I am looking at a leupold scope to buy, but it has smooth turning elavation and windage turret instead of clicks. I was wondering if this is a good or bad thing, and will they move around on me?


----------



## jeep_guy_4x4 (Apr 11, 2005)

Which scope are you looking at?


----------



## waderoo (Apr 27, 2005)

I can't remember which one it was exactly it was one of their cheaper ones like 300 bucks but the guy at the store was kinda talking it down because it had the smooth turning turrets. I was kinda thinking that they might be a good thing cause with the ones that have a 1/4" click at 100 hundred yards, well what if your gun shoots right between two of the clicks so you are a quarter inch off no matter what. With the smooth turning ones wouldn't you be able to get it more dead on since you could turn it and say change the position of the cross hairs by 1/16th of an inch. i don't know if i am right about all this or not?


----------



## Plainsman (Jul 30, 2003)

wadero

Your right they will adjust to pinpoint if your rifle shoots good enough to tell. Also, the adjustment is stiff enough that it will not move.


----------



## Ramblin Rogue (Jun 16, 2005)

If your rifle shoots good enough to be concerned about 1/16th of an inch at 100, I would not be putting a $300.00 scope on it. I may be new to the forum but not to bench shooting. All of my rifles custom, semi-custom and production have scopes that adjust a minimum of 1/8 MOA but most have 1/4 MOA and it is not a concern. When you shoot that tight it is not about exact point of impact as much as group size. IMHO.

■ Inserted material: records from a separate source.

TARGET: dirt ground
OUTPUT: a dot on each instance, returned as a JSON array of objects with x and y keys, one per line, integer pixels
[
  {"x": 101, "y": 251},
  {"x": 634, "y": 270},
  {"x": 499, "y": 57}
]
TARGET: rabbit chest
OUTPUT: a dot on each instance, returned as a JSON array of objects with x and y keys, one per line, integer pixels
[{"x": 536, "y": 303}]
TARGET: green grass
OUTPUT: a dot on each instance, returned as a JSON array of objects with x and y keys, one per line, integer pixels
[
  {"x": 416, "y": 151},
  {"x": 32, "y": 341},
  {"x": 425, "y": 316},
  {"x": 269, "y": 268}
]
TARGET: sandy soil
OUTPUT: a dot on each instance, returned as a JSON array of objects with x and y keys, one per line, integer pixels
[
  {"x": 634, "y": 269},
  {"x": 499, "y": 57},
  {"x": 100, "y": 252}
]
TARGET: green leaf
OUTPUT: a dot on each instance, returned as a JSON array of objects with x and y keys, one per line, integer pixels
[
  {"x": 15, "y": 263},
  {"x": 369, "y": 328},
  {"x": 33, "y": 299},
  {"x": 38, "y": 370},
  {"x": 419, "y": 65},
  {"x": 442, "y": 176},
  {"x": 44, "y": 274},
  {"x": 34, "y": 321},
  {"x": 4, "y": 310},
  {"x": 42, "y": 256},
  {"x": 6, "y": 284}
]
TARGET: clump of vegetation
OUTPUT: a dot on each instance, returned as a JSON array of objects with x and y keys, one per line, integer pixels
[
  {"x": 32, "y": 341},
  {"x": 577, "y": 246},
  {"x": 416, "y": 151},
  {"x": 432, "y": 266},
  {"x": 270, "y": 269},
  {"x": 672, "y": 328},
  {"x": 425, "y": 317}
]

I have a few older Leupolds with tension twist and they have never failed me.


----------



## Dave_w (May 25, 2005)

Pros and cons to both the twist and the click styles.

The twist style makes it harder to adjust based on conditions, but you can get as precise as you need to be with it. The click style is easy to adjust, but you're left with that annoying gap. Although frankly, like the other guy said, does it really matter? How big is the X-ring, and at what range are you shooting? If the click is 1/2" at 150 yards, it's 1" at 300. And then it'll only barely matter. And besides, most of the clicks are 1/8" or 1/4", so unless you're shooting at something half a mile away with a gun accurate enough that that kind of aim really matters...


----------